The declaration comes as the Monkeypox outbreak has now reached more than 16,000 reported cases in more than 70 countries. 

Just last month, the WHO emergency committee decided the outbreak was not privy to being a public health emergency of international concern. At that time, about 3,000 monkeypox cases had been reported in 47 countries, according to WHO data. 

Overall, the virus is considered “moderate” globally, but with its highest, most concerning outbreak currently in Europe. The continent has reported more than 80% of confirmed infections worldwide in 2022. 

In Africa, there have been five reported deaths from monkeypox this year.

The U.S. recently reported its first two cases of monkeypox in children, with more than 2,800 confirmed cases in the U.S., according to data from the Centers for Disease Control and Prevention.

Vaccines have been made available for monkeypox to help keep the number of infections down; however, supplies have been a bit strained. 

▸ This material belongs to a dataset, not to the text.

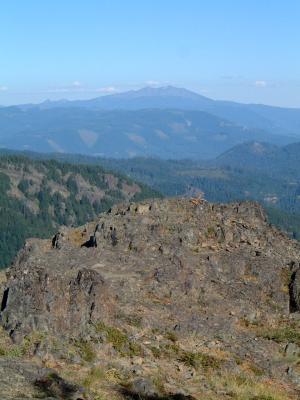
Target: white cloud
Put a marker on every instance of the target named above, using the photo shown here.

According to the U.S. Department of Health and Human Services, 191,000 vaccine doses have been delivered thus far to state and city health departments, with the organization saying that the federal government will have close to 7 million doses by the middle of 2023. 

The monkeypox virus has been found in parts of central and West Africa for decades; however, it began to spread more widely in May 2022 as dozens of cases were reported globally. With symptoms including fever and headache; sore throat and cough; swollen lymph nodes; back pain and muscle aches; lack of energy; and lesions, bumps, and rashes on the skin, it can be spread through contact with body fluids, items contaminated with the virus, or respiratory droplets. 

Monkeypox is now the third ongoing public health emergency, joining polio and the coronavirus.

As a public global health emergency, the WHO has made a set of recommendations to countries, which includes engaging and protecting affected communities, intensifying surveillance and public health measures, strengthening clinical management and infection prevention and control in hospitals, and accelerating research into the use of vaccines, therapeutics.

“This is an outbreak that can be stopped with the right strategies in the right groups,” said Ghebreyesus. “With the tools we have right now, we can stop transmission and bring this outbreak under control.”

This new development marks the seventh time in the last 15 years that a disease has been declared a global public health emergency, with the COVID pandemic in 2020 being the most recent.

The other instances since 2007, in addition to COVID and polio, are Ebola/Kivu, Zika and the swine flu.